Hello All,
I am currently working on a solution for a corporate requirement on Calibration Range vs Use Range. The corporate requirement decrees that both ranges must be the same or the Use Range must be within the Calibration Range. I am using the rationale that most instruments are calibrated at specific points to prove linearity. However, we have auditors that insist on calibration of the entire range from ZERO to MAXIMUM.
I am interested if there are any calibration documents that offer guidance in this regard. I would prefer a written standard to resolve this issue.
Have a great day,
Regards,
SB
I see that you are entangled in a dilemma here. You say that your auditors insist on calibration from zero to maximum. Have they ever shown you the document they are asking you to comply with? I have run into customers with auditors who claim similar requirements based on UL and FDA requirements - except that those requirements don't exist (or at least I have never found a document that requires zero to maximum calibrations).
What does exist out there are the various calibration standards being used by industry. Let's look at what they say:
ISO 17025 5.4.1
The laboratory shall use appropriate methods and procedures for all tests and/or calibrations within its scope...
ANSI Z540-1 10.2 and 10.2 a)
The laboratory shall use
appropriate methods and procedures for all calibrations / verifications...
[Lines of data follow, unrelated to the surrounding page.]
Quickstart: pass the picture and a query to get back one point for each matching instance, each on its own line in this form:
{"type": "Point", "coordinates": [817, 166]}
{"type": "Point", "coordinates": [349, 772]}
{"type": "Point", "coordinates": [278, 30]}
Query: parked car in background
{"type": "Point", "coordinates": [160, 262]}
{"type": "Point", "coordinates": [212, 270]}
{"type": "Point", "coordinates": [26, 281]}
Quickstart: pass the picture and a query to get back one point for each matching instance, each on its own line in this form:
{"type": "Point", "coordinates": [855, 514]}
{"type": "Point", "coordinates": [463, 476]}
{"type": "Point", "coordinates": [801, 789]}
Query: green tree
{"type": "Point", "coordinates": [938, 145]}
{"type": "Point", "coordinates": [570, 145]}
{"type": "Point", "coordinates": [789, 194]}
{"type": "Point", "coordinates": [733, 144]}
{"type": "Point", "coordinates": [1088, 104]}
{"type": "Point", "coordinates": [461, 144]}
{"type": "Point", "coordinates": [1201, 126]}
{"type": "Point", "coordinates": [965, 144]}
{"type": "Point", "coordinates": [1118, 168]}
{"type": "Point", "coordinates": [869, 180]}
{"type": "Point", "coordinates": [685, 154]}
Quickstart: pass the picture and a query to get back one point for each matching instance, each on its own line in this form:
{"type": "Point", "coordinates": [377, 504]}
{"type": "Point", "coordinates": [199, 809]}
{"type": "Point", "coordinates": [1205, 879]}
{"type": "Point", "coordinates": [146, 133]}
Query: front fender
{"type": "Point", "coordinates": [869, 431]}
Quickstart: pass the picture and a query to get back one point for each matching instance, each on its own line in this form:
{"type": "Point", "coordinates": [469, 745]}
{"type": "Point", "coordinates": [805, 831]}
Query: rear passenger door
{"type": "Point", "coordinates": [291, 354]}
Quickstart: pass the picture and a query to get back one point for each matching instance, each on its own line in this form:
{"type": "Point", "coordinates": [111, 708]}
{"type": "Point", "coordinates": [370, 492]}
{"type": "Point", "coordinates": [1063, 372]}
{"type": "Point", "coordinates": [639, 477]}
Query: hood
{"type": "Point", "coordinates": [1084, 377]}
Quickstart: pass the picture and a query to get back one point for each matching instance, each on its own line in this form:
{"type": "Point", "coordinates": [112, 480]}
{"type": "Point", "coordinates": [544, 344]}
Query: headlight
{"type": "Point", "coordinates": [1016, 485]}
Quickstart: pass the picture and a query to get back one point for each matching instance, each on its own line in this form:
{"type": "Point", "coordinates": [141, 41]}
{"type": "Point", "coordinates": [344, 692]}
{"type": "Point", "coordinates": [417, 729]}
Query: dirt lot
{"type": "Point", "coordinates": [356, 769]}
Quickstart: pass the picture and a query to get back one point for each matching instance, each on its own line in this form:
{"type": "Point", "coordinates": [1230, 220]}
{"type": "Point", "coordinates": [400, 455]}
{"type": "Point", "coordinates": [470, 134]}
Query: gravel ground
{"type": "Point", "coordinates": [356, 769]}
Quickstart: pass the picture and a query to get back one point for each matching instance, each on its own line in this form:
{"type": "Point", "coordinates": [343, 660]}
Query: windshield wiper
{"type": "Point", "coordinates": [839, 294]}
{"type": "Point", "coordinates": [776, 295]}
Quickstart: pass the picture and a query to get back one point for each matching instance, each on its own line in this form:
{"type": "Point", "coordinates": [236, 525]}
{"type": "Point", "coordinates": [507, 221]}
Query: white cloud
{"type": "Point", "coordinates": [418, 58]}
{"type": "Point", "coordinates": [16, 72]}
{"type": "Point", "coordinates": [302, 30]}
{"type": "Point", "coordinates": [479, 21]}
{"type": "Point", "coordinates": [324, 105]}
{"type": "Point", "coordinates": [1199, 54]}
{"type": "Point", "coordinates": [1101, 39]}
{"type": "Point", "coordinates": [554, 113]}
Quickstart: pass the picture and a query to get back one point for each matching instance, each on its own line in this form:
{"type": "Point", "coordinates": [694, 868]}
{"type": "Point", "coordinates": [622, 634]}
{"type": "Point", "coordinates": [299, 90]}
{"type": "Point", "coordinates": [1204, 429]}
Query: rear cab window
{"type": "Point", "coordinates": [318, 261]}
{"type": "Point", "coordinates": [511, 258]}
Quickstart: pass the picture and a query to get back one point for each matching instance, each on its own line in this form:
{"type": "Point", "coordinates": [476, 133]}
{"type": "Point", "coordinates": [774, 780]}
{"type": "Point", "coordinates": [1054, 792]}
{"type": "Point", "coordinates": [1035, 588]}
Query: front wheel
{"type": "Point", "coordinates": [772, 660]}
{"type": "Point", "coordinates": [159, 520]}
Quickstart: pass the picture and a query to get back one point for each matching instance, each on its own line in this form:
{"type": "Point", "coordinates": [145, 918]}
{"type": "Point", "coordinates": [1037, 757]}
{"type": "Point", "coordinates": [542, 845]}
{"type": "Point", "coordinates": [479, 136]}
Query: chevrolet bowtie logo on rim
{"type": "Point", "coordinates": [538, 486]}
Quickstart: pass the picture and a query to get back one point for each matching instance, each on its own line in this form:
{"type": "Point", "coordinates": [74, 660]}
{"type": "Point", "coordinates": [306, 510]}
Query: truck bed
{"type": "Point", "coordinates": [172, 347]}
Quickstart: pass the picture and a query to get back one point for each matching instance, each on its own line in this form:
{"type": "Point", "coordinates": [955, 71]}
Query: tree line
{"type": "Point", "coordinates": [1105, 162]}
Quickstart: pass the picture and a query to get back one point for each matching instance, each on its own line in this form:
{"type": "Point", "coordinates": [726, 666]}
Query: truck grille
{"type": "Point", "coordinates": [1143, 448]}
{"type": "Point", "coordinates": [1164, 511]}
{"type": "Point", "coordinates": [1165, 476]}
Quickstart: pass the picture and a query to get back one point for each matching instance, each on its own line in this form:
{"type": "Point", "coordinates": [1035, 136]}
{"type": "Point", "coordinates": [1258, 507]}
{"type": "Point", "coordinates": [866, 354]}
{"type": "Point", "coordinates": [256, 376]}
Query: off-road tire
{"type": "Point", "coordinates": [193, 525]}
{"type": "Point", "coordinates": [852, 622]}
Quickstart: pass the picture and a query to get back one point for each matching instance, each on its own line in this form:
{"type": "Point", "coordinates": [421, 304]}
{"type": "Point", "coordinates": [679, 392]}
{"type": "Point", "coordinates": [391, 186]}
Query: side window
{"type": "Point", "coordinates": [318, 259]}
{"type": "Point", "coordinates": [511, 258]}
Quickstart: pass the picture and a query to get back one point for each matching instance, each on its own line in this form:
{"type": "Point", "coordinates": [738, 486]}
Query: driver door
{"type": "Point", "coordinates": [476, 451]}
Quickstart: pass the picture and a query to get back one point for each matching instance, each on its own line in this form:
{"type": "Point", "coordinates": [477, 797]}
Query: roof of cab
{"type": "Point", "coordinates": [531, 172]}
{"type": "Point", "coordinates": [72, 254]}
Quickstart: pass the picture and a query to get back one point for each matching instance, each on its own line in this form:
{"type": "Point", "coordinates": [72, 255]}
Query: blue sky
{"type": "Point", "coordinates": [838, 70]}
Calibration procedures shall contain the required range and tolerance or uncertainty of each item or unit parameter being calibrated or verified...
ANSI Z540.3
5.3.1 Calibration procedures
Calibrations shall be performed using calibration procedures that:
? address the measuring and test equipment performance requirements;
? are acceptable to the customer;
? are current and
appropriate for the calibrations; and
? provide reasonable assurance that the calibration results are as described.
As you can see,
appropriate is the operative word here. The lab is supposed to determine the appropriate calibration requirements. This is where your auditors may be right - if you have no way of proving that the instruments are not going to be used over their full ranges on all functions (can you assume that they will not be used over their entire range?) then it would be appropriate to calibrate over the full range. If the equipment is dedicated to specific tests / usage then it would be appropriate to calibrate to those tests. In a world where you have multiple instruments that can be used in multiple applications and no way of controlling what instrument is used for a specific test then it may be best and safest to calibrate over the full ranges.